A tremendously funny (see selected quotes below) and quick read, I chose this book because I figured as a lowercase librarian, there's probably considerable overlap in the types of people you find in a bookshop and in a library - and I was right. With a few exceptions (most notably, bookshops are blessed with not having to deal with being an IT technician for the technologically illiterate), this book's depictions were spot-on; as I was reading each section, a particular patron (or several patrons) would spawn fully-formed in my mind, as if this author had met and interacted with the same exact people I have. At least now I know bookshops don't have it too much better than libraries.

<i>"Their husband/wife will have become so cataclysmically bored with their company over the years that they've tuned them out completely, and a bookshop provides the perfect location for them to deliver their lecture."

"you could flip it up and move instantly from an uncomfortably seated position to an even more uncomfortably standing position to show entirely undeserved reverence to whoever wandered into the room"

"oblivious to the alarm that they'd caused, and appeared utterly perplexed by the fact that the staff in the bookshop weren't trained babysitters, part of whose job was to free them up on a Saturday afternoon to go shopping"

"For the miser, the concept  of inflation is incomprehensible, despite the fact that they're fully cognizant of the value of their house having trebled since they bought it in 1992."

"I have no idea how they hunt them out, but they do so with such determination - like pigs hunting for truffles every time they visit"

"In a way, there's something slightly more noble about an audible father, though. They appear at least to have the courage of their colonic convictions [...] a part of me wanted to salute him for his audacity."

"Nothing is goof enough for the tutter, and they manifest this through an almost incessant shaking of the head and disapproving clucking sound. It is like a mating call, but the call of a creature with which no creature of sound mind would wish to mate."

"It is touching, though, that they feel so passionately connected to the land that spawned an ancestor from five generations back.

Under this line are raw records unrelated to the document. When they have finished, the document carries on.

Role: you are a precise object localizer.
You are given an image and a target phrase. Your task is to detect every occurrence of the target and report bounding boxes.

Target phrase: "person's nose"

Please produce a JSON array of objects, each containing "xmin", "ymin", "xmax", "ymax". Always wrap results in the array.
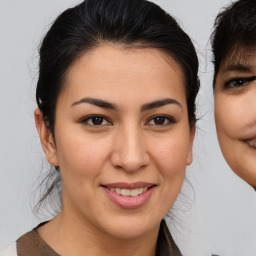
[{"xmin": 111, "ymin": 127, "xmax": 150, "ymax": 172}]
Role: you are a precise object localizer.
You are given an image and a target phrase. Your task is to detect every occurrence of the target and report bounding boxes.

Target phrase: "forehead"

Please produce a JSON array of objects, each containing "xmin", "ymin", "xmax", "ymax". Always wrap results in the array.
[
  {"xmin": 62, "ymin": 46, "xmax": 185, "ymax": 100},
  {"xmin": 219, "ymin": 46, "xmax": 256, "ymax": 73}
]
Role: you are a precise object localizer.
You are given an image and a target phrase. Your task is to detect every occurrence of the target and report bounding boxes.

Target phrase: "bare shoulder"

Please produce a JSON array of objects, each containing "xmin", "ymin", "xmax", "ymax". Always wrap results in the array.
[{"xmin": 0, "ymin": 243, "xmax": 17, "ymax": 256}]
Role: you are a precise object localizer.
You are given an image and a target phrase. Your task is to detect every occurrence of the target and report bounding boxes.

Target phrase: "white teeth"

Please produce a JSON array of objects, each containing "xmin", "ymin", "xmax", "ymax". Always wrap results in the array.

A land whose owners treated them so badly that, when faced with a choice between sticking with what they knew or taking a perilous journey across the Atlantic into an unknown world, they chose the latter."

"It's not as thought there's anything wrong with identifying as being American, although perhaps in a land of immigrants the only way to differentiate yourself is to cling on to a piece of the land you left, even if it is several generations behind you."

"student Hugo's mind is rarely troubled by even the smallest cirrostratus cloud of original thought, and is consequently incapable of contemplating the notion of failure (despite an overwhelming body of evidence)"

"Sci-fi paperbacks (and they're mostly first published din paperback) tend to have the most extraordinarily lurid and stylishly illustrated covers. I suspect that the publishers have insisted that the illustrators spend at least a week on a mind-bending daily dose of LSD before putting brush to paper in most, if not all, cases."